Kłopoty od lat te same
Główny problem to brak możliwość dotarcia do rzeszy konsumentów – podkreśla z kolei Grzegorz Bartol, Wiceprezes firmy Bartex. I dodaje: – Dzisiaj jeden smak piwa aromatyzowanego, mam tu na myśli smak jabłkowy, stanowi 8- krotnie większy rynek niż cała kategoria cydrów. Konsument nie jest w stanie rozpoznać różnicy pomiędzy piwem, a cydrem.
Nie jest w stanie, bo wciąż niewielka jest wiedza konsumentów na temat cydru – głównie właśnie ze względu na brak możliwości reklamy. A różnica jest istotna – cydry powstają poprzez fermentację soku jabłkowego, natomiast w składzie cydropodobnych piw jabłkowych sok z jabłek stanowi margines.

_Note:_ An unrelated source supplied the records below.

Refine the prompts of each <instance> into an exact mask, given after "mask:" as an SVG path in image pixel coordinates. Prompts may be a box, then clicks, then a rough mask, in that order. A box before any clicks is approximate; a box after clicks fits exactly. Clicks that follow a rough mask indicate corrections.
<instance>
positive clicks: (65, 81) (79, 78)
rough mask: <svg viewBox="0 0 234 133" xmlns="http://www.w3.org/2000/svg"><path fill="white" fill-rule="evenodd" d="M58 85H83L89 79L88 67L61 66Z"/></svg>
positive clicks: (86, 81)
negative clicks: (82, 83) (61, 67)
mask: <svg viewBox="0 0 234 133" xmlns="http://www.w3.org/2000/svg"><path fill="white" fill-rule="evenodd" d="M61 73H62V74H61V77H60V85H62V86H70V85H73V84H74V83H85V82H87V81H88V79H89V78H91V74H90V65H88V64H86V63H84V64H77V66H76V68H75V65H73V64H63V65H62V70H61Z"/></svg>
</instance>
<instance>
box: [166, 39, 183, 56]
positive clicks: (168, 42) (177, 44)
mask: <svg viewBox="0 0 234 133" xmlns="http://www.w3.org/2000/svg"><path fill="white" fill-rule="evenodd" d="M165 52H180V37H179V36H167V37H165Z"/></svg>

Dodatkowo, jak zauważa Tomasz Iżewski, Prezes firmy Warwin, cydr – w przeciwieństwie do piwa – posiada znaczne ograniczenia w zakresie receptury. – Łączenie cydru z innymi owocami takimi jak truskawki, wiśnie czy aronia, które pozwoliłoby na naturalne uatrakcyjnienie gamy produktowej cydru, jest obwarowane zakwalifikowaniem produktu do wyższej stawki akcyzowej, zarezerwowanej dla wina, a tym samym powoduje nieopłacalność takich przedsięwzięć. W naszej ocenie cydr nie powinien konkurować z winem, ale właśnie z piwem i z tego względu możliwość eksperymentowania z różnymi smakami w ramach tej kategorii powinna być dopuszczona, tak jak w innych krajach – nadbałtyckich czy w Skandynawii – mówi Prezes Warwinu.